To make these buffers accessible to compute shaders, I created texture buffer objects (TBOs) in initTBOs(). Each TBO binds its corresponding buffer and exposes it to the shader as a samplerBuffer using glTexBuffer().
Rendering Points
Before running any physics simulation, I started by rendering the particles as simple GL points to confirm everything was set up correctly. The vertex shader takes each particle’s position (vec4), transforms it using the mvp matrix, and assigns a gl_PointSize for rendering.
#vertex shader
#version 430
layout(location = 0) in vec4 in_position;
uniform float pointSize;
uniform mat4 mvp;
void main()
{
gl_Position = mvp * vec4(in_position.xyz, 1.0);
gl_PointSize = pointSize;
}
#fragment shader
#version 430
layout(location = 0) out vec4 color;
void main() {
color = vec4(0.0, 0.8, 1.0, 1.0);
}
At first, I couldn’t see anything on the screen. It looked like rendering was broken. After checking everything, I realized I was missing a memory barrier after the compute shader had written to the position buffer.

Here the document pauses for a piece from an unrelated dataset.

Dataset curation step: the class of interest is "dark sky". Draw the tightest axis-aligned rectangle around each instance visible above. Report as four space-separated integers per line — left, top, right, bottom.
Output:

Adding this line between the rendering and computing solved the problem:
glMemoryBarrier(GL_SHADER_IMAGE_ACCESS_BARRIER_BIT);

Simulating Particles
For the particle simulation, I modified a sample compute shader from the course slides to make it fit my project’s setup. The idea is simple: each particle moves under the influence of multiple attractors, and its velocity gets updated every frame. If a particle “dies” (based on age or going out of bounds), it respawns at the origin with a new random velocity.
#version 430
layout(std140, binding = 0) uniform AttractorBlock {
vec4 attractor[12];
};
uniform int numAttractors;
uniform vec3 origin;
layout(local_size_x = 100) in;
layout(rgba32f, binding = 0) uniform imageBuffer velocityBuffer;
layout(rgba32f, binding = 1) uniform imageBuffer positionBuffer;
uniform float dt;
float rand(vec2 co) {
return fract(sin(dot(co, vec2(14.9898, 78.23))) * 4378.5453);
}
void main() {
uint index = gl_GlobalInvocationID.x;
vec4 vel = imageLoad(velocityBuffer, int(index));
vec4 pos = imageLoad(positionBuffer, int(index));
pos.xyz += vel.xyz * dt;
pos.w -= 0.005 * dt;
for (int i = 0; i < numAttractors; i++) {
vec3 dist = attractor[i].xyz - pos.xyz;
vel.xyz += dt * dt * attractor[i].w * normalize(dist) / (dot(dist, dist) + 10.0);
}
if (pos.w <= 0.0 || pos.x < -4.0 || pos.x > 4.0 || pos.y < -2.0 || pos.y > 2.0 || pos.z < -2.0 || pos.z > 2.0) {
vec2 seed = vec2(float(gl_GlobalInvocationID.x), pos.w);
float r1 = rand(seed);
float r2 = rand(seed + 1.0);
float r3 = rand(seed + 2.0);
vel.xyz = vec3(r1, r2, r3) * 2.0 - 1.0;
vel.xyz *= 0.01;
pos.xyz = origin;
pos.w = 1.0;
}
imageStore(positionBuffer, int(index), pos);
imageStore(velocityBuffer, int(index), vel);
}
Age-Based Rendering
To visualize the particle “lifespan,” I used the w component of the position (which I treat as age) to interpolate color. As particles get older, they fade from green to red.
#version 430
layout(location = 0) out vec4 color;
in float intensity;
void main() {
color = mix(vec4(0.0f,0.8f,0.2f,1.0f),vec4(0.8f,0.f,0.2f,1.0f),
intensity);
}
with no attractors
Controls
🖱 Mouse Controls
- Left Click
- In Attractor Mode: Adds an attractor at the point you click in the 3D space. Attractors are limited by a predefined capacity.(12)
- In Origin Mode: Sets the simulation’s origin point to the clicked location.
- Right Click
- Removes the most recently added attractor from the scene, if any exist.
🔄 Mouse Scroll
- Scroll Up / Down
- Increases or decreases the mass of the current attractor to be added.
⌨️ Keyboard Controls
- Q – Quits the simulation.
- V – Toggles V-Sync on or off.
- W / S – Speeds up or slows down the simulation time scale.
- T – Toggles UI visibility.
- R – Starts or pauses the animation.
- F – Toggles fullscreen mode.
- G – Switches between Origin Mode and Attractor Mode.